I did all of the above and used that dirty green hose as a constant source of hydration because I rarely was allowed in the house. You see, my mom was a fierce believer in fresh air. Summer and winter, my brother and I often could be seen crying on the porch, begging to be let in.
"Stay out!" she'd holler. "Fresh air's good for you."
She truly believed that open windows built immunity. My mother boasted that we were impervious to the diseases that smote the weaker children in our neighborhood simply because we slept with our curtains blowing. We still had our tonsils. None of the other kids did. Case closed.
As soon as my first baby was born, this newly minted grandma began lobbying for fresh-air therapy, reminding me that from the time I was 1 week old, I napped outside.
"I'm not doing that to my daughter," I told her. "I'm letting her sleep in the house."
"Aw, the biggest danger you ever faced was just that one snowstorm," she laughed, as she launched into yet another tale that convinced me I may have been raised by wolves.
Seems on one particularly frigid February afternoon, when I was just 5 months old, my mother wrapped me up and stuck me in the baby carriage, which was parked in the grass. She then went back inside to wax the floors in our second-floor apartment.

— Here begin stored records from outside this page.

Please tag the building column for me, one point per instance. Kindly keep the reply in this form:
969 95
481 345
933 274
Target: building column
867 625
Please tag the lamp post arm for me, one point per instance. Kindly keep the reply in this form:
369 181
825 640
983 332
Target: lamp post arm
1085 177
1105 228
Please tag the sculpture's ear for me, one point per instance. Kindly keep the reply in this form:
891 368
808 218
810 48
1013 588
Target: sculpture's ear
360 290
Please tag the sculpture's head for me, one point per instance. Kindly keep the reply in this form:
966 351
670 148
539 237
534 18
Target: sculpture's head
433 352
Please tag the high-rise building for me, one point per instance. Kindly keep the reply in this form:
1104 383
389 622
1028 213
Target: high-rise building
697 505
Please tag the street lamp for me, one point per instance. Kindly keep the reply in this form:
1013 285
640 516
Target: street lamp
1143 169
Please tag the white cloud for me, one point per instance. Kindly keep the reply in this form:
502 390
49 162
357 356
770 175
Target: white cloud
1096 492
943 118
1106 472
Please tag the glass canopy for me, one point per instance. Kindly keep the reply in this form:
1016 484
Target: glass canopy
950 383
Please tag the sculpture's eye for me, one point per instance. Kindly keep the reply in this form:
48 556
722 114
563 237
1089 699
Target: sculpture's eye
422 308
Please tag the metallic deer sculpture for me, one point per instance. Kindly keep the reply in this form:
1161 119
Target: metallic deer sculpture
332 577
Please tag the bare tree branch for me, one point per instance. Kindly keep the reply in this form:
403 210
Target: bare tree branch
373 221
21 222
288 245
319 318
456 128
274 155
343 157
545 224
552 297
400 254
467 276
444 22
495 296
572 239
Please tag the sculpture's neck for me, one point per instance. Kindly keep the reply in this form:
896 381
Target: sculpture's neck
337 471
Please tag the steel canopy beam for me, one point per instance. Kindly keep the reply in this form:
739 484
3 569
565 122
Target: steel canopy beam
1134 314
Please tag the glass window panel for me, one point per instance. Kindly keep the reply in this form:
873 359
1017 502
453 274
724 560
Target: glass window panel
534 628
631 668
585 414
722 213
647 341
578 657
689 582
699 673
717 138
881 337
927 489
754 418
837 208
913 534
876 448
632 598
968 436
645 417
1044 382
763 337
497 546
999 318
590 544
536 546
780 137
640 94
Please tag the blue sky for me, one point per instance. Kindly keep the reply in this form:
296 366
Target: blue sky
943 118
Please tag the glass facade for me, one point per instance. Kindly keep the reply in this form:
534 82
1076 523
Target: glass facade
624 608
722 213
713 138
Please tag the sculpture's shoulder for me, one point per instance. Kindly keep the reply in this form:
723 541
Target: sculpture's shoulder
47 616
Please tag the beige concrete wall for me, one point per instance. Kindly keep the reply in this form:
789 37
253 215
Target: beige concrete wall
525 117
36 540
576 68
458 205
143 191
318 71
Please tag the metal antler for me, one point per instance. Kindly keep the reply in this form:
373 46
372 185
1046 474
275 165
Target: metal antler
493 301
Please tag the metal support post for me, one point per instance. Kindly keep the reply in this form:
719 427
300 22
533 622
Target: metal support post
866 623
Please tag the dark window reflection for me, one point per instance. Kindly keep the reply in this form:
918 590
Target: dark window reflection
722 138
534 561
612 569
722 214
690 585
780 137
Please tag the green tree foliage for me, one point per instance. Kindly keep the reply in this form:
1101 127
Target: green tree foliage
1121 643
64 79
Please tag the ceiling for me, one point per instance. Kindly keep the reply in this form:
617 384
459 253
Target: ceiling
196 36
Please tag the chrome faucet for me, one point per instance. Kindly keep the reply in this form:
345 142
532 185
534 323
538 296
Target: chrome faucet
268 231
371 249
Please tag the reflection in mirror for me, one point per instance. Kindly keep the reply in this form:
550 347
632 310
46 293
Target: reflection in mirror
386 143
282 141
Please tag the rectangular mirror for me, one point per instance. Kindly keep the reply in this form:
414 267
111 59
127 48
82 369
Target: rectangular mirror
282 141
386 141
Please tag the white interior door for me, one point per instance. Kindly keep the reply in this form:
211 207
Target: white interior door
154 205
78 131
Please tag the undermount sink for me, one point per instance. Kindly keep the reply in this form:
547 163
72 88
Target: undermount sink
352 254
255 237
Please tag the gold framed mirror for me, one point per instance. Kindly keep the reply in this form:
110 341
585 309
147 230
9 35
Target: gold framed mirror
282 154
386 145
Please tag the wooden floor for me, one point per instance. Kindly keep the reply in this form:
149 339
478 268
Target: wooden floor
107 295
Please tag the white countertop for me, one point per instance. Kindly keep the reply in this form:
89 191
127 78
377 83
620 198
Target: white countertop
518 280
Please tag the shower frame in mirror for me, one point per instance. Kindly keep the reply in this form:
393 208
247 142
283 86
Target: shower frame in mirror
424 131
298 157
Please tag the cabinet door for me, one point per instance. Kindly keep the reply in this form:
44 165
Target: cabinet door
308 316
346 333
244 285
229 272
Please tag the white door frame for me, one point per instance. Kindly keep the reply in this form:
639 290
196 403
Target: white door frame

"You were fine," she added quickly. "You were wearing a snowsuit. Plus, I put a mosquito net over the carriage, one with fishing weights in the corners so it wouldn't blow away."
I know what you're thinking. No, mosquitoes definitely were not a problem in New Jersey in winter. The netting was there to keep leaves and acorns off me, and to fend off cats and other predators.
I've never waxed a floor, but I assume it involves crawling around on your hands and knees, which might explain why my mother not only lost track of time, but also the weather.
When the floors were gleaming - about three hours later - she glanced outside and was shocked to discover that it was snowing.
Not just a few flurries. Or a little snow shower. A full-fledged blizzard was howling.
"I was so upset that I ran outside in my bare feet," she told me, which I doubted because my mother never went barefoot, even in the summer.
By the time my shoeless mother arrived at my carriage, snow had drifted up the sides and the mosquito netting had caved in under the weight of at least six inches of snow.
"I was afraid you'd sort of smothered in an avalanche," she confessed. "But when I pulled the net off and brushed the snow off, you were still sleeping. Your cheeks were really red, though."
I'll bet.
After a few minutes of disbelief, I had to ask: "Did you ever worry that I'd be kidnapped? I mean, you put a baby in a carriage on an unfenced corner lot, where anyone could walk up."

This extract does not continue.